Hint: We solve this problem using the Lami’s formula which is $\dfrac{a}{\sin \angle A}=\dfrac{b}{\sin \angle B}=\dfrac{c}{\sin \angle C}$ . We divide the formula into two separate formulae and then put the known values to get the desired values.

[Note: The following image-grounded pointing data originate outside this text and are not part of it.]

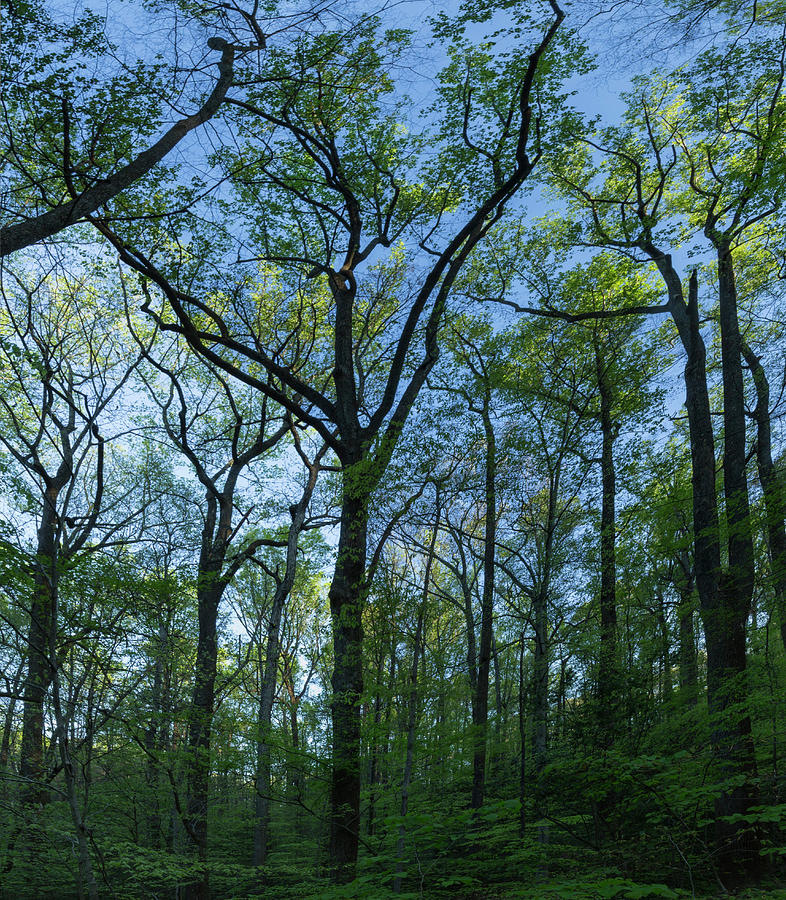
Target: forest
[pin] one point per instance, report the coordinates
(392, 449)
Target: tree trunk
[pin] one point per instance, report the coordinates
(346, 607)
(724, 597)
(522, 741)
(481, 701)
(39, 665)
(412, 709)
(724, 623)
(268, 687)
(608, 670)
(200, 725)
(771, 486)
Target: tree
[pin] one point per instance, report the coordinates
(313, 154)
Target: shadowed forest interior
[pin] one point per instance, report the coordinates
(393, 490)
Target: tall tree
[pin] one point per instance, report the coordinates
(336, 170)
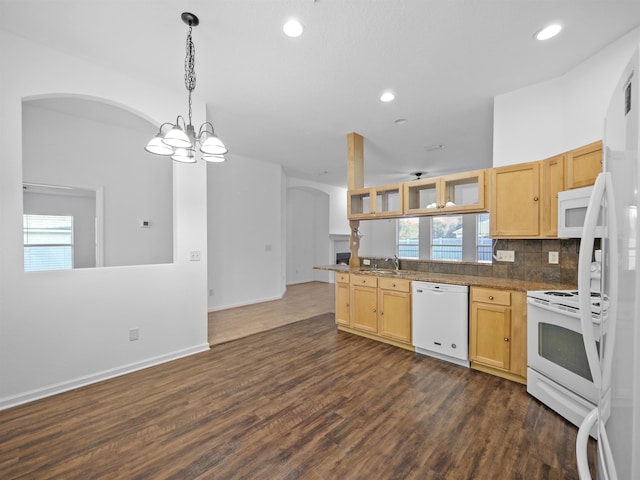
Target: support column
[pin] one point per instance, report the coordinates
(355, 179)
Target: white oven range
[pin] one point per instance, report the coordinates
(558, 372)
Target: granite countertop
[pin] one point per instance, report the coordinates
(471, 280)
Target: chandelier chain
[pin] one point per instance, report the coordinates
(189, 68)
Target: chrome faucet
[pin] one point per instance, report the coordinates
(396, 262)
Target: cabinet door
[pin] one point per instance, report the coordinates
(489, 335)
(583, 165)
(342, 303)
(422, 196)
(515, 201)
(462, 192)
(364, 308)
(395, 315)
(552, 182)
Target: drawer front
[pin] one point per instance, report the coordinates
(342, 277)
(397, 284)
(364, 280)
(490, 295)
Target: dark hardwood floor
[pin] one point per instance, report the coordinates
(302, 401)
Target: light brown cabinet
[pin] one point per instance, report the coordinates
(342, 299)
(515, 201)
(463, 192)
(375, 202)
(524, 197)
(394, 305)
(378, 308)
(498, 332)
(364, 303)
(583, 166)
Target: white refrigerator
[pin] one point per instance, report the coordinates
(614, 358)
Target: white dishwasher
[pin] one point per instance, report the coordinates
(440, 321)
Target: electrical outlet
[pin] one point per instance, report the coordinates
(505, 256)
(134, 334)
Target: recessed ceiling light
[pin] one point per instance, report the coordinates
(292, 28)
(548, 32)
(387, 97)
(437, 146)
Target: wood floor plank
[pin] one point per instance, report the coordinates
(302, 401)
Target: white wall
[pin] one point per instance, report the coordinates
(308, 241)
(136, 185)
(338, 223)
(555, 116)
(246, 239)
(46, 346)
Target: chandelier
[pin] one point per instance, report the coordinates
(180, 140)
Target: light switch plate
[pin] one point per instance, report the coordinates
(505, 256)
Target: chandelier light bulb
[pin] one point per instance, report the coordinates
(177, 138)
(157, 146)
(213, 146)
(213, 158)
(184, 155)
(292, 28)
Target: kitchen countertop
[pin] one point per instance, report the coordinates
(454, 279)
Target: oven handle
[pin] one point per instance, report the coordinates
(584, 276)
(603, 188)
(609, 317)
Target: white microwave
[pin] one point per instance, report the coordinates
(572, 209)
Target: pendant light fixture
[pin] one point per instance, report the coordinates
(179, 139)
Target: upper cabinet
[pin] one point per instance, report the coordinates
(375, 202)
(515, 201)
(524, 197)
(463, 192)
(583, 165)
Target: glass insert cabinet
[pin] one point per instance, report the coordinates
(451, 193)
(375, 202)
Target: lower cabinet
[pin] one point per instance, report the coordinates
(498, 332)
(342, 298)
(378, 308)
(394, 305)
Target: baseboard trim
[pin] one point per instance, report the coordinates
(50, 390)
(244, 304)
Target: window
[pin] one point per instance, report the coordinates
(458, 238)
(408, 238)
(48, 242)
(446, 238)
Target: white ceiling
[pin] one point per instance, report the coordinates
(292, 101)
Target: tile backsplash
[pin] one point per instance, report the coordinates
(531, 262)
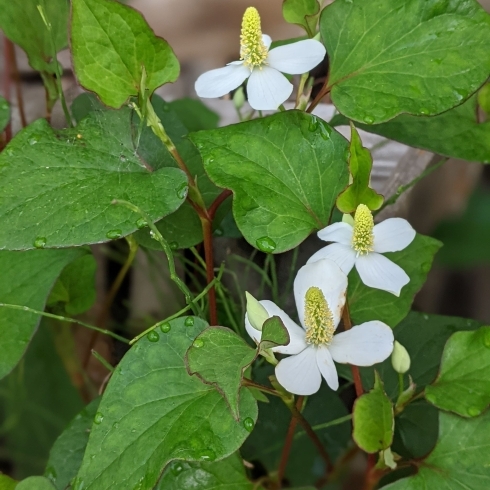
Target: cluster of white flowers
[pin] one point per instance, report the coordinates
(320, 289)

Complete step by step solution:
The details that we have been provided about the triangle $\Delta ABC$ are that
$m\angle B={{105}^{\circ }},b=23,a=14$
We can see that as we are given the length of a side and its opposite angle, we can easily apply the Lami’s theorem. Lami's theorem states that for any triangle $\Delta ABC$ , if $a,b,c$ are the three sides of the triangle and $\angle A,\angle B,\angle C$ are the three angles, then there is a formula which relates all of them. This formula is,
$\dfrac{a}{\sin \angle A}=\dfrac{b}{\sin \angle B}=\dfrac{c}{\sin \angle C}$
This huge equation can be broken down into two equations, which are
$\dfrac{a}{\sin \angle A}=\dfrac{b}{\sin \angle B}....\left( 1 \right)$
$\dfrac{c}{\sin \angle C}=\dfrac{b}{\sin \angle B}....\left( 2 \right)$
Let us first solve the equation $\left( 1 \right)$ . We put the values of $a,b,\angle B$ in the equation to get,
$\Rightarrow \dfrac{14}{\sin \angle A}=\dfrac{23}{\sin \angle {{105}^{\circ }}}$
Taking reciprocals on both sides of the above equation, we get,
$\Rightarrow \dfrac{\sin \angle A}{14}=\dfrac{\sin \angle {{105}^{\circ }}}{23}$
Multiplying both sides of the above equation by $14$ , we get,
$\Rightarrow \sin \angle A=\dfrac{\sin \angle {{105}^{\circ }}}{23}\times 14$
Upon simplification, we get,
$\Rightarrow \sin \angle A=\dfrac{0.9659}{1.6428}$
This gives,
$\Rightarrow \sin \angle A=0.5879$
Taking ${{\sin }^{-1}}$ on both sides, we get,
$\begin{align}
  & \Rightarrow \angle A={{\sin }^{-1}}\left( 0.5879 \right) \\
 & \Rightarrow \angle A={{36.012}^{\circ }} \\
\end{align}$
Let us now solve the equation $\left( 2 \right)$ . But, there are two unknowns and only one equation available. Thus, we have to incorporate a second equation, which is the sum of internal angles of a triangle,
$\angle A+\angle B+\angle C={{180}^{\circ }}$
Putting the values of $\angle A,\angle B$ in the above equation, we get,
$\begin{align}
  & \Rightarrow {{36.012}^{\circ }}+{{105}^{\circ }}+\angle C={{180}^{\circ }} \\
 & \Rightarrow \angle C={{38.988}^{\circ }} \\
\end{align}$
We can now solve the equation $\left( 2 \right)$ easily. Putting the values of $\angle C,\angle B,b$ ,we get,
$\begin{align}
  & \Rightarrow \dfrac{c}{\sin {{38.988}^{\circ }}}=\dfrac{23}{\sin {{105}^{\circ }}} \\
 & \Rightarrow c=\dfrac{23}{\sin {{105}^{\circ }}}\times \sin {{38.988}^{\circ }} \\
 & \Rightarrow c=14.981 \\
\end{align}$
Therefore, we can conclude that the triangle $\Delta ABC$ has the angles $\angle A={{36.012}^{\circ }},\angle B={{105}^{\circ }},\angle C={{38.988}^{\circ }}$ and the sides $a=14,b=23,c=14.981$.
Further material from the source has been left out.